- The Washington Times - Thursday, March 12, 2020

The Pentagon says a rocket attack that killed two U.S. service members and a British soldier in Iraq Wednesday was “most likely” carried out by Iranian-backed militants.

Gen. Frank McKenzie, the commander of U.S. Central Command who leads American operations in the Middle East, told a Senate panel Thursday that Kata’ib Hezbollah, an Iranian-backed paramilitary group, is believed to be the only group capable of “an indirect fire attack on this scale against U.S. coalition forces in Iraq.”

The four-star general pointed to the December rocket attack on a military base in Iraq that killed a U.S. contractor and brought the U.S. and Iran to the brink of war that was also believed to be carried out by the same militant group.

The International Coalition for Operation Inherent Resolve confirmed the attack in a tweet late Wednesday and said that more than 15 rockets were fired onto Camp Taji base, just north of Baghdad.

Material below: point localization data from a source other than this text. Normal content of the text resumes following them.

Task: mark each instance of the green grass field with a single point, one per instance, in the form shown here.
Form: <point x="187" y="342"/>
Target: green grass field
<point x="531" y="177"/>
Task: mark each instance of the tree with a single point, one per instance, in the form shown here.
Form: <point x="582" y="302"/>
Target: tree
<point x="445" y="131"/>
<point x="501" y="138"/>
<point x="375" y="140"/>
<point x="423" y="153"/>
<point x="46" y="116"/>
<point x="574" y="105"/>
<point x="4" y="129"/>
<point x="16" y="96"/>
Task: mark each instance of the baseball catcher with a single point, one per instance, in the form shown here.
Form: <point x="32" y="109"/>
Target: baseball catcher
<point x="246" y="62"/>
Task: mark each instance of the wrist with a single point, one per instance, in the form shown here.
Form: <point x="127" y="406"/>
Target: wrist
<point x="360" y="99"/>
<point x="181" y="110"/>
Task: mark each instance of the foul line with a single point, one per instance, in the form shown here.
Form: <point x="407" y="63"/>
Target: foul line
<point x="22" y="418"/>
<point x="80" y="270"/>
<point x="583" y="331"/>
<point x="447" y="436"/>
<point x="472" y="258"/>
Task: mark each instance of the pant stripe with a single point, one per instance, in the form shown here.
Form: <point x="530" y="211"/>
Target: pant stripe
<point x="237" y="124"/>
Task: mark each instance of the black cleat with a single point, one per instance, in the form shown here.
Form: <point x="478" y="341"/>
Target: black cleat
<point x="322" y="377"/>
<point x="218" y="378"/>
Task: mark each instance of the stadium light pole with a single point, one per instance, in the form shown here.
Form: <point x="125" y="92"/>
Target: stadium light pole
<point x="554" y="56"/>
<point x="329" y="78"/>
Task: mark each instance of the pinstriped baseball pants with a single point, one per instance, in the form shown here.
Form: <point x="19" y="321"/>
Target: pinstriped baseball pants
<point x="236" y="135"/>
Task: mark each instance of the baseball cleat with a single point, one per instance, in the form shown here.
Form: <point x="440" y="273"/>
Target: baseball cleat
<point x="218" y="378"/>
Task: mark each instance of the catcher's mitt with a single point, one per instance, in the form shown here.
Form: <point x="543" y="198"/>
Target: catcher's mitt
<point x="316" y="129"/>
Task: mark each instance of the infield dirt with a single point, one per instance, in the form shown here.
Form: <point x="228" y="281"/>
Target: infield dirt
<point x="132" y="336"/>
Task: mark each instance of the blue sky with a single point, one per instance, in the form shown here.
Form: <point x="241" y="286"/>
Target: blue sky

Secretary of State Mike Pompeo said shortly after that the “deadly attack on Iraq’s Camp Taji military base will not be tolerated. Raab and I agree — those responsible must be held accountable.”



On Thursday, Mr. Pompeo spoke with British Foreign Secretary Dominic Raab about the attack that marked the fifth deaths of coalition forces since Sunday.

In a statement released by the State Department, the foreign leaders said they “condemn all attacks against Coalition personnel supporting the Iraqi government’s efforts to defeat ISIS … [and] those responsible for the attacks must be held accountable.”